John Allen Livingston (November 10, 1923 – January 17, 2006) was a Canadian naturalist, broadcaster, author, and teacher. He was most known as the voice-over of the Hinterland Who's Who series of television zoological shorts in the 1960s.

He was born in Hamilton, Ontario, the son of Harold Arthur Livingston, who was in the construction business, and Vera Allen Livingston. He enlisted in the Royal Canadian Navy at the beginning of World War II and earned a degree in English literature in 1943 while on active service. After the war, he worked at the accounting firm of Clarkson Gordon from 1946 to 1949 while engaging in free-lance writing and speaking on environmental issues. He married Constance Margaret ("Peggy") Ellis in 1948, and they had three children: Sally, Zeke and Least.

He joined the Audubon Society of Canada in 1955 as managing director and editor of its newsletter. He later became head of the science unit at the Canadian Broadcasting Corporation (CBC), most notably serving as the first executive producer of the long-running documentary series The Nature of Things.
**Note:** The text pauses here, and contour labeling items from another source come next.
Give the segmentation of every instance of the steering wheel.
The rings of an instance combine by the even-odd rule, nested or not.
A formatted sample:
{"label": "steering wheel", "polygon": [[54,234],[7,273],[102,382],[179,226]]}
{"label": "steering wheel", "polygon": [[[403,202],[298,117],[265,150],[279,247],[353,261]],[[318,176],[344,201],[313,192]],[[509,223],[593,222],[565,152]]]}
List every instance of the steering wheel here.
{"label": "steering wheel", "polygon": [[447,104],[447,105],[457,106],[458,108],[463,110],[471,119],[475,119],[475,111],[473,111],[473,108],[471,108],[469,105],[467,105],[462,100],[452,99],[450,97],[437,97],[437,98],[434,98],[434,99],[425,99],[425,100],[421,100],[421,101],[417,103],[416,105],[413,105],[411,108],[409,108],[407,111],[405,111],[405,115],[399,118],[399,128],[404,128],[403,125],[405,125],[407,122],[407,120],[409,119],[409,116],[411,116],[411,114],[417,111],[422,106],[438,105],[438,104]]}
He left the CBC in 1968, but remained a regular contributor of documentary films to The Nature of Things, most notably the Canadian Film Award-winning Wild Africa in 1970. He then formed LGL Limited: environmental research associates, an environmental consulting company, with Aird Lewis and Bill Gunn of the Nature Conservancy of Canada; the firm became most noted for their work on the Mackenzie Valley Pipeline Inquiry.

Livingston helped found York University's Faculty of Environmental Studies (FES) in 1971 and taught there until he retired in 1993, becoming a professor emeritus.

In1985 he married his second wife, Ursula Moller Jolin, a former graduate student.

Livingston was the author of several books, including The Fallacy of Wildlife Conservation (1981) and the Governor General's Award-winning Rogue Primate (1994).